1. Rake leaves and remove debris
You’ll want to keep heavy objects, including branches and lawn furniture, off of the grass all year long. Heavy objects accidentally left on the grass can leave a dead spot come spring time. Regularly raking will also help remove dead leaves and other debris, which can stifle the grass and inhibit growth. Adding mulched or shredded leaves to the lawn in the fall can help add nutrients; but broad leaves can suffocate the grass. If your grass is frozen, be careful not to walk too much over it during the winter as excessive foot traffic can break and damage the blades.
2. Stop or reduce watering
Cool season grasses experience a growth period in the wetter, cooler months of the fall. Most regions with cool season grasses will experience winter frost or dampness, and won’t require additional watering. Warm season grasses go dormant in the winter months and won’t require additional watering. Be sure to protect your outdoor faucets from freezing and winterize and blow out your sprinkler system before the first frost.
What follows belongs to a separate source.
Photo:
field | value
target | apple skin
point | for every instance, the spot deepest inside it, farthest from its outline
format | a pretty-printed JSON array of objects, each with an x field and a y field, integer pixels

3. Don’t aerate or overseed
Aerating the lawn is a great way to allow fertilizer, water, sunlight and seeds to enter hard-packed lawn surfaces. Cool season grasses are usually aerated in the fall, and warm season grasses are usually aerated in the summer. Most grass types should not be aerated in the winter months.
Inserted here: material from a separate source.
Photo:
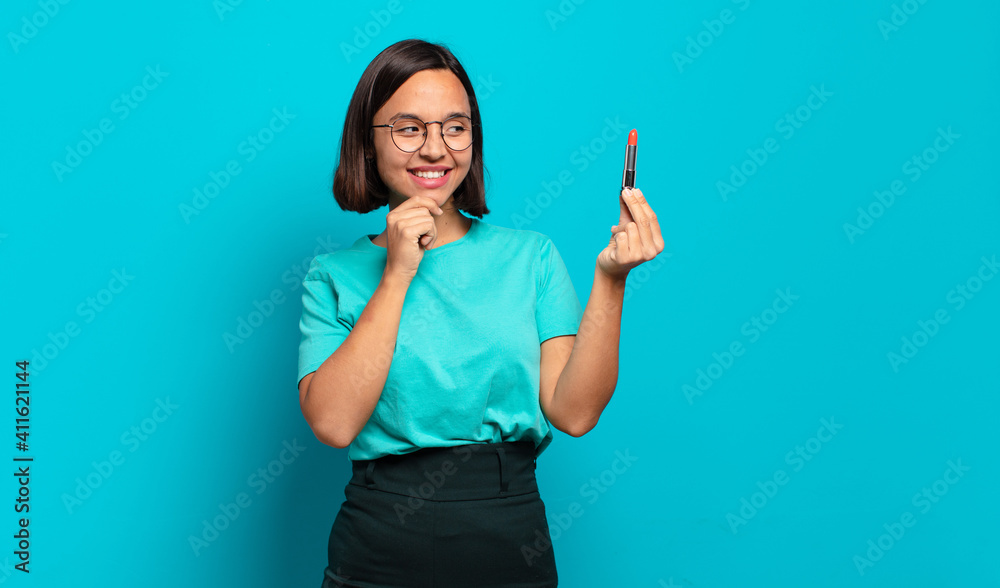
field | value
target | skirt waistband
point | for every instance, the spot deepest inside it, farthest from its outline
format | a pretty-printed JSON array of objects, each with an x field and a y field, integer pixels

4. Fertilization and feeding
Warm season grasses are dormant in the winter months, and don’t require fertilization during this time. The best time to fertilize your warm season lawn is in the start of spring and fall months (some experts also recommend fertilizing in the summer as well). Cool season lawns also do not need fertilization in the winter months. The best time of year to fertilize a cool season grass lawn is in the fall, and some experts also recommend adding fertilization in the spring as well. Read more about lawn fertilization here.
5. Mowing and edging
Both warm season and cool season lawns will require little to no mowing or edging during the winter months. Cool season lawns should receive a final (and short) mowing in the late fall as it is still in a growth phase. Warm season lawns are dormant in the winter and won’t require mowing until the spring months.
6. Weeding and pest control
If your lawn has weeds and the ground isn’t too frozen to pull them out, use these inactive months to pluck and remove unwanted plants from the lawn. Otherwise you probably won’t see too many weeds or pests during the winter. Keep note of any unusual nesting from mice; their nests can inhibit the growth of healthy grass. If you have any reoccurring issues with moles, voles or any other pests, be sure you call in the right professional for the job. Find one here.
Common types of grass lawns
While there are many varieties of turf or lawn grass, there are generally two types of lawns for the yard: warm season grass and cool season grass. Which type you have is usually dependent upon where you live.
Warm Season Grasses: Bermudagrass, Zyosiagrass, Buffalograss, and Bahia are all warm season grasses. This grass type is most often found in warmer climates, like the south, and has a peak growing season from spring to fall; it can turn brown during the winter months but thrives in the hot heat of the summer.
Cool Season Grasses: bluegrasses, fescues and ryegrasses are all cool season grasses. This grass type grows well in regions with cold winters and warm summers, and can stay green nearly all year long. In periods of drought, these grasses need to be watered or else they will enter a dormant period and turn brown.